Friday, July 8, 2016

Déjà vu: The GOP House Seeks an Impeachable Offense to Stymie a Clinton Presidency

As per FBI Director James B. Comey and Attorney General Loretta Lynch, Hillary Clinton learned this week she will not be indicted for her email indiscretions, but she may well face an impeachment process if she is elected president. If we have learned anything from Republican behavior during the Obama years and, yes, during the Bill Clinton presidency, it is that the GOP will do almost anything to obstruct a Democratic president from devoting the necessary time and energies to serving the country.

House Republicans are laying the groundwork for such a move after grilling Comey during a hearing Thursday for four hours. They are not convinced he was right in determining Clinton did not commit a prosecutable offense by handling top secret emails on her personal server. Indeed, they will seek further investigation by the FBI as to whether Clinton perjured herself during testimony before Congress. 
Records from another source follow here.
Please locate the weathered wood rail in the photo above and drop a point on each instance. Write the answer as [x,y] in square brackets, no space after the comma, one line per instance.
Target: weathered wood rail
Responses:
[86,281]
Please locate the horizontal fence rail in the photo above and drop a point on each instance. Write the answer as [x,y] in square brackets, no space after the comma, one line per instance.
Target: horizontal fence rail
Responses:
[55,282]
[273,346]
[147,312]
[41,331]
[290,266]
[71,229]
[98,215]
If she is elected president, and Republicans remain in the majority in the House, expect impeachment talk to be front and center from the start of her administration. Don’t expect Donald Trump to bring impeachment up during the campaign as it would hint he doesn’t think he would win. But if he loses, expect a fusillade of tweets and rants that Hillary should be impeached.  
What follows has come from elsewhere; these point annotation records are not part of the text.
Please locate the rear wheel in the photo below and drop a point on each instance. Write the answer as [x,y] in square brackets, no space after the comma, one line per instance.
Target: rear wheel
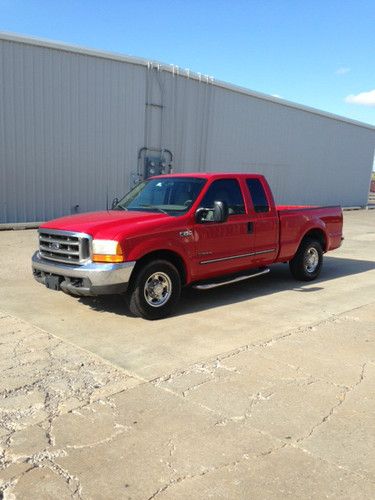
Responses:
[154,290]
[307,263]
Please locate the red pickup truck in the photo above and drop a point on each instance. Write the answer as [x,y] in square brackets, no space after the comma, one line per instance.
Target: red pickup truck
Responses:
[171,231]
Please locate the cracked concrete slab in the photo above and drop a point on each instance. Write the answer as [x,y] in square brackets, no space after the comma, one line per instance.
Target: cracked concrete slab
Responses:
[273,477]
[266,392]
The Constitution states a president may be impeached for “treason, bribery, and other high crimes and misdemeanors.” Clinton’s alleged failures fall under the vaguely-worded “high crimes and misdemeanors.” Former President Gerald Ford, when he was House minority leader more than four decades ago, defined an impeachable offense as “whatever a majority of the House of Representatives considers it to be at a given moment in history.” (http://www.crf-usa.org/impeachment/high-crimes-and-misdemeanors.html)

A GOP majority in the House jumps that hurdle.

However, it is uncertain if actions taken before she was elected president would qualify Clinton for impeachment. Doubters need only look to Ford’s analysis to expect a positive take on that question from a Republican House.

Impeachment, though, would not kick Clinton out of the White House, as conviction would require a two-thirds vote by the Senate, a level of agreement difficult to attain in a forum expected to be almost equally divided by the parties. As more than a dozen Democrats would have to vote to convict, Hillary, like her husband, would remain in office after acquittal by the Senate.

For Republicans, however, the reward of impeachment is not necessarily in conviction as even then the presidency would remain in Democratic hands. Rather, the GOP goal is to stymie Clinton, to divert her attention from governing. 


Clinton would not be the loser. The country would, unless you believe in the Republican mantra first espoused by Ronald Reagan that “government is not the solution to our problem; government is the problem,” and any reduction in government is a benefit, even if it means harming, perhaps irrevocably, our national institutions.